Third place. I didn't have much time to celebrate. The meet was running behind schedule, so they made us get out of the pool as soon as we slapped the wall. I grabbed the edge of the diving block and hoisted myself out of the water, exactly the way I had done a thousand times before. The pain that shot through my entire body when I tried to put weight on my foot was enough to take me to the ground. I couldn't walk. I couldn't even stand. Managing to half-hobble, half-drag myself to the corner where my team had set up camp, I collapsed on the slick stone floor and clutched my duffle bag, trying not to cry. I still had three more races that day—but my foot had been fine in the water, so it would all be okay. Right?

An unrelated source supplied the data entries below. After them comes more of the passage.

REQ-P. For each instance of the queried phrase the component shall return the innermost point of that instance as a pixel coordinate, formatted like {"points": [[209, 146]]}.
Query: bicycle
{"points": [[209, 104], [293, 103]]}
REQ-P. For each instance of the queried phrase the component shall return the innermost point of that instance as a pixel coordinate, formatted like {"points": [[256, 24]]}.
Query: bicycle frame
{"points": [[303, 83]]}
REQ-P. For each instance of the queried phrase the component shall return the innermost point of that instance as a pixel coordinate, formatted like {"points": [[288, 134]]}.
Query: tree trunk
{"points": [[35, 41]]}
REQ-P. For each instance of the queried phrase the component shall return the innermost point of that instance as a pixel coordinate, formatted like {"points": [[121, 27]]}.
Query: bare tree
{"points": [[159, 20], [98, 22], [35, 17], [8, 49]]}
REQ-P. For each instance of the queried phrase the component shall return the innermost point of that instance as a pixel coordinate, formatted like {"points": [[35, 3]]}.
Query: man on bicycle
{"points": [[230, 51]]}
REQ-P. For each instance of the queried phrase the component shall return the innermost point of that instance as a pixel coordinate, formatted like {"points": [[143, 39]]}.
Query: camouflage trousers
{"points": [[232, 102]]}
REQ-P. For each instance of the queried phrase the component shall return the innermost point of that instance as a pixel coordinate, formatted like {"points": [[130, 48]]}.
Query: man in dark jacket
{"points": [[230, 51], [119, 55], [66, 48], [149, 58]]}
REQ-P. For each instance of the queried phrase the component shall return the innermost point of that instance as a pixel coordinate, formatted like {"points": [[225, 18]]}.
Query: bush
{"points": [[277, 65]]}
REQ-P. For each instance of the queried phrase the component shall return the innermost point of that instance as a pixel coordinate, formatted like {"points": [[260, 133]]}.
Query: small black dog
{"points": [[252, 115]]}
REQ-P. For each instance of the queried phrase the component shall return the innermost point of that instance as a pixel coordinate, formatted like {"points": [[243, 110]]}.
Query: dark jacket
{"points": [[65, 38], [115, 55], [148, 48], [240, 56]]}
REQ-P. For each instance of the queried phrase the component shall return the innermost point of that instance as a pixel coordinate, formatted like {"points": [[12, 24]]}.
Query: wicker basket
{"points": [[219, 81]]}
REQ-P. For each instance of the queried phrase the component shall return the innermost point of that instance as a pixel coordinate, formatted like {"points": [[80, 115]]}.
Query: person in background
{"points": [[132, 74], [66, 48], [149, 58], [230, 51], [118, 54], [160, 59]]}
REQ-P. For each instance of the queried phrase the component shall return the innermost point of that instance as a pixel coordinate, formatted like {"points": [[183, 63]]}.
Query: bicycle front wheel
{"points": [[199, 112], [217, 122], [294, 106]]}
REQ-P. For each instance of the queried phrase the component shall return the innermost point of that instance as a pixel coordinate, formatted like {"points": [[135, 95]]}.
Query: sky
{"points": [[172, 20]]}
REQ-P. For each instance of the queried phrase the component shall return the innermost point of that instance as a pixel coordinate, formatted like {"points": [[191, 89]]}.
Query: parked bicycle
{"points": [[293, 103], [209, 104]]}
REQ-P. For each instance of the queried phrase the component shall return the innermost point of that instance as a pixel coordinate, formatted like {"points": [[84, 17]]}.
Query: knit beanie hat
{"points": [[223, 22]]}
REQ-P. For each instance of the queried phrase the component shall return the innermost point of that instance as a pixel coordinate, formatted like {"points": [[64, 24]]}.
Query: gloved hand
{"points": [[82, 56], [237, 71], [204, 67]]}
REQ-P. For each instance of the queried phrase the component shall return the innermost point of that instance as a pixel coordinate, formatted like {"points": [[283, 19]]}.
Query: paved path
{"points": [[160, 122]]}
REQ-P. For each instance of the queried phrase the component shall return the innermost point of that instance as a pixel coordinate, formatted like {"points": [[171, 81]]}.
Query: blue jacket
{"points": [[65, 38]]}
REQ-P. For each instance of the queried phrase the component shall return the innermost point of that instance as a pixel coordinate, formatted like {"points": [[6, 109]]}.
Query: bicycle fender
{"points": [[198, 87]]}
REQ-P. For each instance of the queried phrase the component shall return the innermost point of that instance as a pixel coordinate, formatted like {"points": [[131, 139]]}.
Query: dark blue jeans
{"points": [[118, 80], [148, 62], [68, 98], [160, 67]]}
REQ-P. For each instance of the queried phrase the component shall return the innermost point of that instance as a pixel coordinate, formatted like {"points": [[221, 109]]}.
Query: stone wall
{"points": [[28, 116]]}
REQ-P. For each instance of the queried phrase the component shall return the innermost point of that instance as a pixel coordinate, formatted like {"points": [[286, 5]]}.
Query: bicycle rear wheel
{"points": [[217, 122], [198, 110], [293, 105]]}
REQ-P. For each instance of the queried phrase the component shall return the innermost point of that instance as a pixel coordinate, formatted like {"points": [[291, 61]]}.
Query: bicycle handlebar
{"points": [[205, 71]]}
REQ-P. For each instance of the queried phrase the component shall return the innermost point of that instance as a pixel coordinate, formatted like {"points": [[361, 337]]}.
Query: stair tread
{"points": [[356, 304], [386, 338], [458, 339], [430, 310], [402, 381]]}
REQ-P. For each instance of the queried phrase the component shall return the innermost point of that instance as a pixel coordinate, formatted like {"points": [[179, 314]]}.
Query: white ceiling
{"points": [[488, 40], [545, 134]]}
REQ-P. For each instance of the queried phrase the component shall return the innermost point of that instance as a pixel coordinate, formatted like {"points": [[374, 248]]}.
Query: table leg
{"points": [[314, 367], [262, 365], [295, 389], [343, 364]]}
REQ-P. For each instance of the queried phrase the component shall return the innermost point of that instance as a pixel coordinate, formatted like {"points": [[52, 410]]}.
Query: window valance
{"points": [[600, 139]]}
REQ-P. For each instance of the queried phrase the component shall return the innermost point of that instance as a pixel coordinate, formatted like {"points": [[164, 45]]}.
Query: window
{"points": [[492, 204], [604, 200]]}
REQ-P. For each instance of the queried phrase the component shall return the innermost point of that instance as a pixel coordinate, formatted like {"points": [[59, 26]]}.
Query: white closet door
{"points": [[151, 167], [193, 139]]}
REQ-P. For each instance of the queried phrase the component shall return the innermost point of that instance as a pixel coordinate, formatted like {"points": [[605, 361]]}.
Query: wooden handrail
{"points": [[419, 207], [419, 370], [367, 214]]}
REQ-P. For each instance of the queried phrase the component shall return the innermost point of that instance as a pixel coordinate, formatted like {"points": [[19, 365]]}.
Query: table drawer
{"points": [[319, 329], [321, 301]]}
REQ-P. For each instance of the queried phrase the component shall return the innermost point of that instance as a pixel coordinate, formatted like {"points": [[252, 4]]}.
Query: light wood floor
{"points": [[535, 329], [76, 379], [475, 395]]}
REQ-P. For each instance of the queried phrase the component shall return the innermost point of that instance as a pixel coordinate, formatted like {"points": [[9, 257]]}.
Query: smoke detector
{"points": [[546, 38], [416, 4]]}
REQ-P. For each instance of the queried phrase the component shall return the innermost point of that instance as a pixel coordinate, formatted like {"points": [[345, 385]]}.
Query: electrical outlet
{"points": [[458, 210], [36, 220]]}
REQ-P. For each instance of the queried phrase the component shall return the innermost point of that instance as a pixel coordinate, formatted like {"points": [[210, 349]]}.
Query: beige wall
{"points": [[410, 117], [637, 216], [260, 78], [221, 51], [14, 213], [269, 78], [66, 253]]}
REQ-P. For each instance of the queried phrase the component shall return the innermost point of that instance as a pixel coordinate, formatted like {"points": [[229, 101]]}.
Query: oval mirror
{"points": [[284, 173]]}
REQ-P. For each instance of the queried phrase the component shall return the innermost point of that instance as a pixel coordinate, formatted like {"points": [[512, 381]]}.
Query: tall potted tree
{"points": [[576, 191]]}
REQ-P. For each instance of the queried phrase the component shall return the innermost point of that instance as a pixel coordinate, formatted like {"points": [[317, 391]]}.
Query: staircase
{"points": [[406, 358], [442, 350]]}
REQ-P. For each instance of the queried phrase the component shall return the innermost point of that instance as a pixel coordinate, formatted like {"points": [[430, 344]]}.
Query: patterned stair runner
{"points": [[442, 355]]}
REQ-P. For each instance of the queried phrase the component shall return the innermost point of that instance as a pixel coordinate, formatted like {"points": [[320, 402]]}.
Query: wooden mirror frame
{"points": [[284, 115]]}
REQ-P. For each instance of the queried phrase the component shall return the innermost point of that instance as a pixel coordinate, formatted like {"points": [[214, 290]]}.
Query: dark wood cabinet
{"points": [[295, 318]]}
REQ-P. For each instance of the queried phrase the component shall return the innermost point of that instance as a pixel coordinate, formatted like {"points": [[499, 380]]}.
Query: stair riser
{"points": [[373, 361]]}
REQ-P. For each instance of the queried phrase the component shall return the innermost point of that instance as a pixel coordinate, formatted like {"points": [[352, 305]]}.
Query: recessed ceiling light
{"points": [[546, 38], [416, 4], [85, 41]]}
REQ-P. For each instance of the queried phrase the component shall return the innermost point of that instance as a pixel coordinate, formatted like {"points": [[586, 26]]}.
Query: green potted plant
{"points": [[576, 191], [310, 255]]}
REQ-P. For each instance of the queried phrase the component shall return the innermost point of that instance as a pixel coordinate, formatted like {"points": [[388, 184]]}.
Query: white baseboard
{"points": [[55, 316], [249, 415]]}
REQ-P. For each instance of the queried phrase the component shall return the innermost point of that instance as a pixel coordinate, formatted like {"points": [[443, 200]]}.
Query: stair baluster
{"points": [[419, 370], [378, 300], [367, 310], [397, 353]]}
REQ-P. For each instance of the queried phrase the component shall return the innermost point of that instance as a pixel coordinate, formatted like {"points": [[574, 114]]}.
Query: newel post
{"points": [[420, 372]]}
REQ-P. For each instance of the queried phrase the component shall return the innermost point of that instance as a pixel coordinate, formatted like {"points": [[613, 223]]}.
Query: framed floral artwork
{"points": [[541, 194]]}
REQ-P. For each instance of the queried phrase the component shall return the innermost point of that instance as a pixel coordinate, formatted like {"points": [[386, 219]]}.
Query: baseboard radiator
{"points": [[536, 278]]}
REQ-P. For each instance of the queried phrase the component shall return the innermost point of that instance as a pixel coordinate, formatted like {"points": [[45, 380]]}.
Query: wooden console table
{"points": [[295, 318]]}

My parents were in the bleachers up on the balcony, completely unaware that their daughter had done something so bad to her foot that she couldn't even put weight on it. I wondered if my dad had gotten my collapse on video, since he recorded all of my races. My phone was safely away from the water, tucked in my mom's purse—completely useless. I was ten—or maybe eleven or twelve—and I had come face-to-face with a decision that I didn't have the mental capacity for: either tough it out for the team, or see to the needs of my own well-being. I was sobbing as I started trying to flag down my parents. I was so far away from the balcony, on the complete other side of the massive pool, unable to get any closer. I couldn't yell for help—couldn't make a scene bigger than the one I was already making. I had never felt so helpless.
Eventually, someone noticed. In a blur, I was suddenly in my dad's arms, being carried as fast as he could safely run to the car in the parking lot while my mom carried my bag. They put a towel on the seat, set me on top of it, buckled me in, and then we were off. I cried the whole way to InstaCare. "Does it hurt when I do this?" asked the doctor (or whoever was seeing to me), lightly turning my foot to rotate my ankle. She asked that same question several more times, doing something different to my foot each time she asked. I answered yes more than I answered no. Broken, was the verdict—more of a fracture, really, but still broken. I just didn't need a cast. We already had a pair of crutches at home for some reason, so that saved us an investment. There was no need to decorate my foot in brightly-colored bandage wrap—which we also already had a ton of, leftover from that time I ran over my own toe with a heavy metal door at school.
On the bright side, I got to wear a super cool boot to school—meaning I was the one kid that was allowed to wear something that wasn't a closed-toe shoe. And now I can tell people that yes, I once broke my foot by jumping into a swimming pool. I just thought it was going to be deeper than it was.